「お爺さん」と呼ばれた日

2017-12-30 21:32:29 | タナカ君的日常
 先日の草津YH、 朝9時少し前のこと、 談話室のテーブルに大学生ほどの年頃の若者が二人座って居た。 二人の間には電気ポットが置いてあり、 一人はカップヌードルを所在無げに持ち、 もう一人はインスタントのドリップ式コーヒーの袋をいじっていた。 そしてポットの蓋を持ち上げては「早く沸騰しないかな・・・」そんな面持ちで覗き込んで居た。 その湯沸かし器はヒーターの容量が小さくてお湯が沸くのに時間が掛かるのを僕は知っていた。 そして僕の手には従業員さんに頼んで、お湯を満タンにして貰った1.2リッターのテルモスがあった。 それで湯の沸くのを待っていた若者のどちらへとも無く声を掛けた。
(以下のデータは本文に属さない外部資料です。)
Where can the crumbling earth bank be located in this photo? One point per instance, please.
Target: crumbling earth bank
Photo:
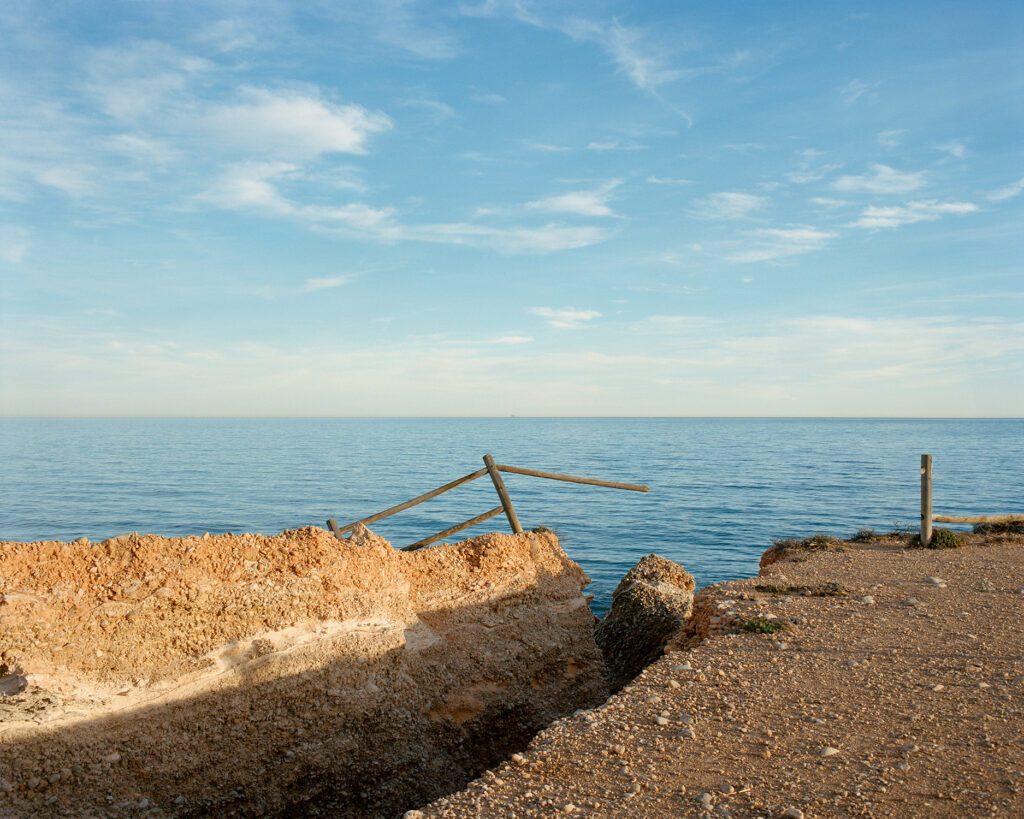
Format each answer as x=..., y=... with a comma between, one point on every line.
x=270, y=676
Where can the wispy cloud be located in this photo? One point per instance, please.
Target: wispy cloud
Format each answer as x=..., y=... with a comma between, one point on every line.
x=771, y=244
x=566, y=317
x=312, y=285
x=894, y=216
x=857, y=89
x=891, y=138
x=13, y=244
x=1008, y=191
x=668, y=180
x=614, y=144
x=633, y=51
x=954, y=148
x=727, y=205
x=582, y=203
x=294, y=125
x=883, y=179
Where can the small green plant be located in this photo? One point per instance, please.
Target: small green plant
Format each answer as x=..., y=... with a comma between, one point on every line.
x=944, y=539
x=1003, y=527
x=763, y=626
x=828, y=590
x=775, y=588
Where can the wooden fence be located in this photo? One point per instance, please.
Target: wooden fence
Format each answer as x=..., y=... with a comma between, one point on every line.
x=494, y=470
x=928, y=517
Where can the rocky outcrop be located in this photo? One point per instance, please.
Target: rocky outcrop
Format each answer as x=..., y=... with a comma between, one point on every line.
x=648, y=606
x=288, y=675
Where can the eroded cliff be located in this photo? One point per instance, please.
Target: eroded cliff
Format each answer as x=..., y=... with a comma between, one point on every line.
x=261, y=676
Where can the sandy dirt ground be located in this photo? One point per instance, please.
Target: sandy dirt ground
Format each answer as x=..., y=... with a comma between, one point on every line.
x=893, y=689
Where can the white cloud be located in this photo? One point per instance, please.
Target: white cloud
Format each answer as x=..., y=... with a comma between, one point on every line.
x=489, y=98
x=285, y=124
x=954, y=147
x=891, y=138
x=1009, y=191
x=614, y=144
x=582, y=203
x=728, y=205
x=894, y=216
x=856, y=89
x=771, y=244
x=75, y=181
x=312, y=285
x=569, y=317
x=13, y=244
x=883, y=180
x=633, y=52
x=547, y=147
x=251, y=185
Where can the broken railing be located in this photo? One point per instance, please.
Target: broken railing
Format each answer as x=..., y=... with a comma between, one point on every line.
x=494, y=470
x=928, y=517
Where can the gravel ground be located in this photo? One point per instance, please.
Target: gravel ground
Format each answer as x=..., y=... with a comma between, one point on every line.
x=893, y=689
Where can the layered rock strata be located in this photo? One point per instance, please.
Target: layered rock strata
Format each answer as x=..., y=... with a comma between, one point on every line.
x=650, y=604
x=292, y=675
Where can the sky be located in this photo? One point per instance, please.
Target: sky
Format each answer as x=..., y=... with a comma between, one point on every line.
x=492, y=208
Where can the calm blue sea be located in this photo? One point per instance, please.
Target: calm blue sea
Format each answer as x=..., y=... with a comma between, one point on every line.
x=722, y=489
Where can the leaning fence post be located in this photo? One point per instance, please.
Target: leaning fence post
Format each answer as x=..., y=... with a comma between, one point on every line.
x=503, y=493
x=926, y=500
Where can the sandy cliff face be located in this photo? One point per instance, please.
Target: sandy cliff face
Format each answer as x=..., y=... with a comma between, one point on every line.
x=152, y=676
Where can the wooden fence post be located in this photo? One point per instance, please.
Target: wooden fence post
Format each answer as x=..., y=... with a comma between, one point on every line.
x=926, y=500
x=503, y=493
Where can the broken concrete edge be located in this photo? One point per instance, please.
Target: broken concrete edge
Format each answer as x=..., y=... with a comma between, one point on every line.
x=418, y=670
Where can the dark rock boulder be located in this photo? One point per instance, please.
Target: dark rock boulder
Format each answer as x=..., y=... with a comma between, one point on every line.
x=649, y=605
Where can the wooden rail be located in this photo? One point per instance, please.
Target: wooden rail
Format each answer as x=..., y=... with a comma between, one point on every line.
x=494, y=470
x=928, y=516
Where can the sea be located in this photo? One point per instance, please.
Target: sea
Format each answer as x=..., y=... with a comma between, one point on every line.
x=721, y=489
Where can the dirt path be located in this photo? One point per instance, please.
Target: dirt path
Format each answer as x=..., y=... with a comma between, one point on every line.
x=894, y=689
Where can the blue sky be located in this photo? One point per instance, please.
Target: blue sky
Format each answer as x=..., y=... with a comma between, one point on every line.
x=494, y=208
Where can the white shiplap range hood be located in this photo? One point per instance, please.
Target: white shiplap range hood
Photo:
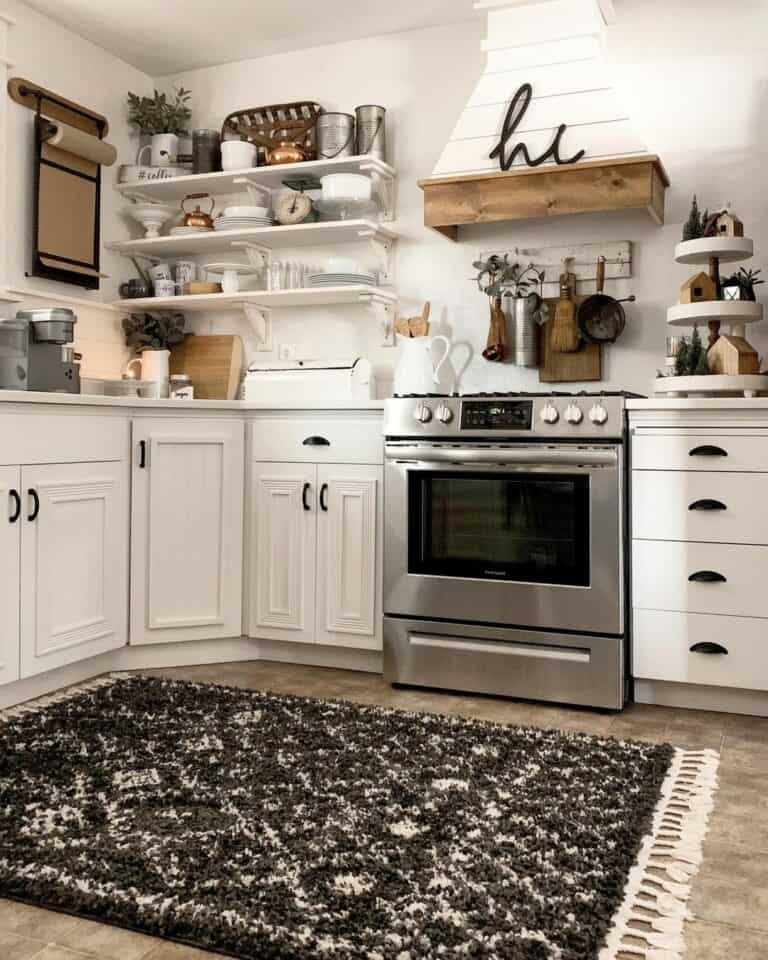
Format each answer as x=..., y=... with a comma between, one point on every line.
x=556, y=46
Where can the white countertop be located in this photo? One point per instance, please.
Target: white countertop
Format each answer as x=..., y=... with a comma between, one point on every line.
x=699, y=403
x=93, y=400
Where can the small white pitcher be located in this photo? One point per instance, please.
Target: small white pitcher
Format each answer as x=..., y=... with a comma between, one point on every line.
x=154, y=365
x=415, y=371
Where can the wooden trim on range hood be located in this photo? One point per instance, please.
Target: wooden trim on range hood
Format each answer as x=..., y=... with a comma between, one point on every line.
x=623, y=183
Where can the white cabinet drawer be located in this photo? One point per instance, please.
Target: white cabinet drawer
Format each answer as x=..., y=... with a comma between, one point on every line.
x=687, y=505
x=662, y=570
x=663, y=642
x=317, y=440
x=696, y=452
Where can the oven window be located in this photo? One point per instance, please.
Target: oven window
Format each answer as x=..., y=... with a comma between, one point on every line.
x=533, y=528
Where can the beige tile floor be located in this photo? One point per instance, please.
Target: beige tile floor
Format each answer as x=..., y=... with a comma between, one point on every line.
x=730, y=895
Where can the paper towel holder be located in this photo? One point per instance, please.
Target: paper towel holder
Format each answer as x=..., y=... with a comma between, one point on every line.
x=67, y=190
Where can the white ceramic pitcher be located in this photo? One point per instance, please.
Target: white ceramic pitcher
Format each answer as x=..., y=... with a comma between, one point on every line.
x=155, y=366
x=415, y=371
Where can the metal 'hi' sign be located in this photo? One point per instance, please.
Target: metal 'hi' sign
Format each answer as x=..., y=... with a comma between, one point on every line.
x=512, y=121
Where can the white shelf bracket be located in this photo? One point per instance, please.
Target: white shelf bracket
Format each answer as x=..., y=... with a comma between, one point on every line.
x=383, y=249
x=261, y=321
x=384, y=187
x=385, y=314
 「このテルモスのお湯を使っても良いですよ」 とね。

 そしたら彼らは喜んでテルモスのお湯を使って呉れました。 そんな事があったのを切っ掛けに話が続きました。 彼らは台湾出身で東京に留学中(早稲田大学)の学生さんだとか、 草津に来るのに新幹線で軽井沢、 そこからバスに乗り換えて草津までやって来たなんて話を聞きました。 片道の交通費がおよそ7000円もしたらしい。 YHのブックシェルフには高速バスのチラシが入って居るのを知っていたので、 それを見せて、 新宿のバスタから直通のバスで草津に来れる事、 運賃は彼らのルートの半分ほどで済む事などを話してあげました。

 そんな会話が進んで居る時に、 彼らの方から僕に質問がありました。

 「オジイサンは何処に家がありますか?」 と。

 一瞬ギョッとした気分になりました。 だって今迄ボクは他人から「お爺さん」と声を掛けられた事は無かったし、 そう呼ばれるのが嫌だったから、 孫にも「じいじ」とか「おじいちゃん」なんて呼ぶのを断って、 「おじちゃん」と呼べと拘って過ごして来たのです。

 でも考えてみたら・・・

 頭は白髪、 顔面には沢山の老人性のシミが浮かび、 皮膚の張りが無くなった首筋には縦皺が発生していて、  容姿はすっかり草臥れたジジイなのだ。

 初対面の人から 「おじいさん」 そう声を掛けられても不思議は無いのです。 それに彼らの声音に尊敬の呼びかけ言葉としてのそれを感じましたから。 喜んで返事をしちゃいました。